How to cast a horoscope, cusp of house, and longitude of planets are nicely dealt with practical illustrations in chapter eight and nine. Subsequent chapter appears logical and discusses drawing of shodasvargas (sixteen divisional) charts as per BPHS. Author also provides view of Manasagari that maintains spouse should see from Dwadasamsa (D12), and siblings from Saptamsa (D7). Sub Planets (Aprakasha Grahas), Planetary States (Graha Avasthas) and Strength of Planets (Graha Bala) are plainly discussed in subsequent chapters.
Around 60 pages of first volume are dedicated to Vimshottari dasa but mainly to computational tables, and effect of mahadasas and antardasas. Unfortunately, the concept of functional nature (temporal beneficence and maleficence) based on lordship is missing in this chapter (because it is described earlier in chapter six). A beginner should parallel read chapter six while reading section on Vimshottari dasa. The probable outcome of mahadasas and antardasas are chiefly culled from authentic Jyotish classics, but from a beginner’s perspective, favourable and unfavourable impacts are separately given.

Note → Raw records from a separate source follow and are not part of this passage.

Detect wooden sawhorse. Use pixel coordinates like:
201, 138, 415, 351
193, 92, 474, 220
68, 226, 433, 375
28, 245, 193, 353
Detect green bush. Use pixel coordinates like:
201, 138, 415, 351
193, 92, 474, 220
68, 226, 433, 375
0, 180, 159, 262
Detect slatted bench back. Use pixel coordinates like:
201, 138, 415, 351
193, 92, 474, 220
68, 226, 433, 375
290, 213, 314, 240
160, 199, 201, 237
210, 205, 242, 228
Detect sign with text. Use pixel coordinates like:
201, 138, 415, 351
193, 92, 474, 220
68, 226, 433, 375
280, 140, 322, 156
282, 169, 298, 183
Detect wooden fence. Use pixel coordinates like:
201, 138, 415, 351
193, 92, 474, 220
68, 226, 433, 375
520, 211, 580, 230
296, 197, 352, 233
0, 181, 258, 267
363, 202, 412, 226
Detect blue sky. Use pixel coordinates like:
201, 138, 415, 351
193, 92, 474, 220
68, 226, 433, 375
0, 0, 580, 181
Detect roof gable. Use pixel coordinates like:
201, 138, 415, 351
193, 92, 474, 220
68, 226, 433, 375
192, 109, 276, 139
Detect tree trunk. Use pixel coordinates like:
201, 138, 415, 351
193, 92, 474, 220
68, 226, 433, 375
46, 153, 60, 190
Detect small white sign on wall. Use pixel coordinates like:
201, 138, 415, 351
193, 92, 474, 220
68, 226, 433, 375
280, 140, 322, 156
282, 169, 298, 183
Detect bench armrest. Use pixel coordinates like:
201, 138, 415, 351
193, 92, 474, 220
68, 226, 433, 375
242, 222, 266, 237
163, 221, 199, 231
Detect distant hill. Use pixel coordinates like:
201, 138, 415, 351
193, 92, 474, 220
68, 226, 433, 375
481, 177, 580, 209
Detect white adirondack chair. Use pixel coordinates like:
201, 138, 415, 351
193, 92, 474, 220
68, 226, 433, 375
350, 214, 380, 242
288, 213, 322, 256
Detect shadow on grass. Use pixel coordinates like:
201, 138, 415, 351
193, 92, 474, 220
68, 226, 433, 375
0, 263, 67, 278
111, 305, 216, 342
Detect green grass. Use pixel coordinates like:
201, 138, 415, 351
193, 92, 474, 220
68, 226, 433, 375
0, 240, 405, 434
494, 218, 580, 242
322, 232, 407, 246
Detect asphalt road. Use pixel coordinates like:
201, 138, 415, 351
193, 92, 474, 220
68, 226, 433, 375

Volume 2 of Elements of Vedic Astrology highlights effects of planets, yogas, and few forecasting techniques primarily Varshphala (annual horoscopy) and gochar (transit). It also provides basic understandings of some useful subjects, like medical astrology, Mahurtha, Prashna, Ashtakavarga and Sudarshan Chakra. Around 100 initial pages (of volume 2) are devoted to effect of house lords, and result of planets in signs and houses. At first glance they look too direct and too fatalistic. But they are again taken verbatim from classical Jyotish discourses and their originality is being retained. In fact, Parashar, Varahamihira and Kalyan Verma speak in these pages. At one hand, rot memorizing the effects of house lords and planets may appear counter-productive for a rational mind. But at the same time, it is useful if a secondary level beginner memorizes these effects of house lords and planets in different houses and signs (obviously after understanding their characteristics). With practical experience, it would help a newbie to modify and modernize these effects, because many outcomes of house lords and planets, given by Parashar and Varahamihira, cannot deduce logically. For instance, on the basis of Parashar’s teachings “Elements of Vedic Astrology” says: 11th lord in 12th house gives friendship or association with maleechha (i.e. with alien community, foreigners or outcasts). It is quite easy to conclude this outcome with the help of significations of 11th and 12th houses. But it is difficult to decode: 1st lord in 8th house makes on scholarly. Yet this ‘result’ works in many cases.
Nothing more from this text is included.